No, I don’t think WP being open source is magically responsible for the fact there are literally hundreds of times more downloadable templates for it than for MT. It’s all about the different cultures of the two. Although I do think the cultural differences are somewhat recent. Until a while ago, MT was THE most popular installable blogging platform, and it’s still got a huge installed base of non-corporate users. But there’s definitely much more of a hacker ethos surrounding WP than MT, which can’t be accounted for from the code side of things, since MT is every bit as hackable. When I ascribe the difference to open source, I’m talking about the surrounding culture, not the technology.

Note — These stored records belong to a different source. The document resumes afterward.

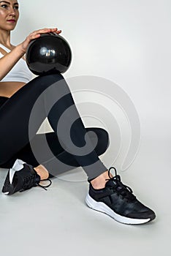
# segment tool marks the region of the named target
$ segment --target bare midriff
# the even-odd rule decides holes
[[[25,86],[23,82],[0,82],[0,97],[10,98],[17,91]]]

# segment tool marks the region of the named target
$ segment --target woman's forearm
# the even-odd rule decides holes
[[[25,51],[23,50],[21,45],[18,45],[0,59],[0,80],[7,75],[24,54]]]

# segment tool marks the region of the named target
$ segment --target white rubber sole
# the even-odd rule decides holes
[[[88,207],[91,208],[94,210],[102,212],[110,216],[112,218],[115,219],[118,222],[123,224],[143,224],[148,222],[151,219],[132,219],[125,217],[123,216],[119,215],[113,211],[110,207],[108,207],[105,203],[102,202],[96,202],[94,200],[89,194],[87,195],[86,197],[86,203]]]

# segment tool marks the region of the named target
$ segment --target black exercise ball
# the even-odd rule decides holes
[[[29,69],[35,75],[64,73],[71,63],[71,48],[61,36],[42,34],[31,41],[26,53]]]

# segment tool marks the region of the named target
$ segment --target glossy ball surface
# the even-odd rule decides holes
[[[64,73],[70,66],[72,51],[61,36],[43,34],[30,42],[26,60],[29,69],[35,75]]]

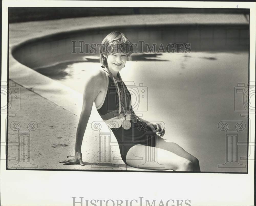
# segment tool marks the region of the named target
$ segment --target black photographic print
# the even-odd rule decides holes
[[[1,168],[122,182],[235,175],[252,187],[242,177],[254,172],[253,3],[18,1],[3,4]],[[83,193],[65,204],[102,205]],[[206,205],[189,193],[103,201]],[[230,205],[254,202],[236,197]]]

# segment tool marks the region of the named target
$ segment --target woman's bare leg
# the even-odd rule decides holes
[[[193,164],[188,160],[159,148],[137,144],[128,151],[127,164],[137,168],[176,171],[193,171]]]
[[[177,155],[189,160],[193,163],[194,172],[200,172],[199,161],[197,158],[186,151],[177,144],[172,142],[166,142],[157,135],[157,148],[173,152]]]

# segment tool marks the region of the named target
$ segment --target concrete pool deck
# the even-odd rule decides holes
[[[20,44],[57,33],[86,28],[114,27],[120,24],[128,26],[160,24],[195,25],[249,24],[248,18],[241,14],[175,14],[106,17],[67,19],[9,25],[9,85],[16,83],[16,86],[20,87],[21,109],[15,113],[15,117],[9,118],[9,125],[14,120],[28,120],[37,123],[38,128],[31,135],[31,148],[33,149],[30,150],[30,154],[31,162],[38,165],[38,168],[140,170],[127,166],[120,160],[114,161],[115,163],[118,164],[118,167],[109,167],[104,165],[98,165],[96,168],[92,168],[89,165],[83,167],[79,165],[63,166],[58,163],[63,159],[67,159],[67,156],[73,155],[75,134],[81,108],[82,94],[18,62],[12,56],[12,51]],[[99,120],[97,117],[98,114],[95,112],[95,110],[92,111],[90,117],[82,149],[84,162],[92,164],[97,162],[99,156],[99,151],[97,149],[98,142],[93,141],[94,137],[98,137],[98,132],[91,127],[92,123]],[[8,127],[9,128],[9,126]],[[15,141],[17,131],[9,130],[9,141]],[[87,139],[85,138],[87,135],[92,137]],[[42,145],[43,147],[41,147]],[[8,150],[9,155],[15,156],[17,149],[10,148]],[[118,148],[115,148],[111,152],[116,154],[118,152]],[[13,161],[10,160],[10,162],[12,161]]]

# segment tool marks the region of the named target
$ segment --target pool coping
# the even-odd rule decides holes
[[[218,18],[217,18],[217,16]],[[204,18],[202,18],[203,16]],[[108,18],[106,21],[106,17]],[[170,19],[172,20],[170,21]],[[136,21],[135,21],[135,20],[137,20]],[[103,20],[105,21],[102,24],[101,22]],[[84,23],[81,23],[82,22]],[[131,23],[131,22],[132,23]],[[79,22],[80,23],[79,23]],[[66,26],[63,28],[61,25],[64,23]],[[78,26],[76,26],[76,23],[78,23]],[[13,29],[14,27],[15,28],[15,26],[16,28],[18,27],[17,28],[18,29],[16,32],[16,33],[18,32],[19,34],[22,34],[22,32],[19,32],[19,31],[18,27],[21,26],[26,28],[27,30],[28,29],[28,30],[37,31],[35,33],[32,33],[32,35],[30,33],[30,35],[19,37],[18,41],[16,40],[16,42],[15,42],[14,41],[14,43],[13,43],[13,38],[11,37],[9,38],[9,78],[63,108],[79,115],[80,113],[80,108],[81,108],[82,104],[81,94],[22,64],[14,57],[12,54],[13,51],[17,47],[21,46],[24,44],[41,38],[49,37],[58,33],[75,32],[81,29],[86,30],[92,29],[106,28],[120,26],[120,24],[123,26],[159,26],[167,23],[169,25],[184,25],[209,24],[241,25],[249,24],[249,22],[246,17],[241,14],[176,14],[93,17],[10,24],[12,26],[10,27],[11,30]],[[42,24],[44,24],[42,28]],[[56,27],[56,25],[58,25],[59,28]],[[36,25],[37,25],[37,28],[35,27]],[[51,27],[52,26],[53,26]],[[38,32],[37,30],[38,30],[38,27],[40,27],[40,29],[43,28],[44,30]],[[67,30],[67,28],[68,28]],[[15,31],[12,32],[15,32]],[[22,75],[21,75],[21,74]],[[26,77],[25,79],[23,78],[24,76]],[[50,94],[51,92],[52,92],[53,88],[56,91],[58,91],[59,95],[57,96],[53,96]],[[64,98],[64,96],[72,98]],[[74,99],[77,100],[78,101],[72,101]]]

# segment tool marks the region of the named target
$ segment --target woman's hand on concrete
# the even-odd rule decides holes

Six Apart’s backtracking on the original licensing change was actually a good indication that they care a great deal about the non-corporate users, though their web site lately seems to be focusing more and more on corporate.
“When I ascribe the difference to open source, I’m talking about the surrounding culture, not the technology.”
Fair enough.
I have a different view than this:
When I make a decision about what software to adopt, I’m most definitely and centrally concerned with technology — and closed source, commercial distributions simply cannot leverage the enormous scale that open internet based development can. They, therefore, inevitably, lag. Given the overhead involved in learning a new language, application, or environment, the kind isolation that ensues can be expensive. I decided for these reasons to adopt WordPress rather than Movable Type, and I’ll probably go with Drupal rather than MT for larger projects.
Code-obfuscated distributions, such as Microsoft products, are even more at a disadvantage: diagnosing problems becomes a black box endeavor, they tend to be broken because their code isn’t subject to peer-review, and the inability to fork code precludes innovative, derivative efforts.
Good points Robert, but germane to the point here is that is not easier to create themes for WP than for MT. If anything, it’s easier for MT because it doesn’t have the system of inheritance that WP has, so it’s easier to understand how to create MT themes.
The fact that it’s easier to create MT themes but there are still fewer of them is, to me, further evidence that the culture of open source – not technology – is responsible for the wide availability of WP themes.
I think you raise an interesting point here, Scott, but I think this also might be a reflection of the relative value of the work being done. There’s a robust and active economy around developing sites and styles and designs for Movable Type. If you look, for example, at Seed Magazine’s relaunch, you can see on Tim’s site that while he uses WordPress for his own blog, the right tool for the professional gig with a rich set of design goals is Movable Type.
That’s not to say that there aren’t tons of people making valuable contributions to the MT community just out of their own generosity. But it does reflect the fact that we made a conscious choice a while ago to not only let MT reflect the value we see in it, but to help others get the same value for their work. I don’t have any doubt that people who are willing to pay for a professional-quality design will find plenty of MT resources available to them. And I have no doubt that talented people who give their work away will eventually gravitate towards the platform that rewards them the most for their work.
Honestly, most of the code in the MT package is already open source. I’d guess we’ll only ever get more open on the license for the rest of it. That’s a lot easier for us to change than it is for a community to start valuing the idea of rewarding its members who want to build their careers. Fortunately, our community already values that.
I wrote a bit about this myself today.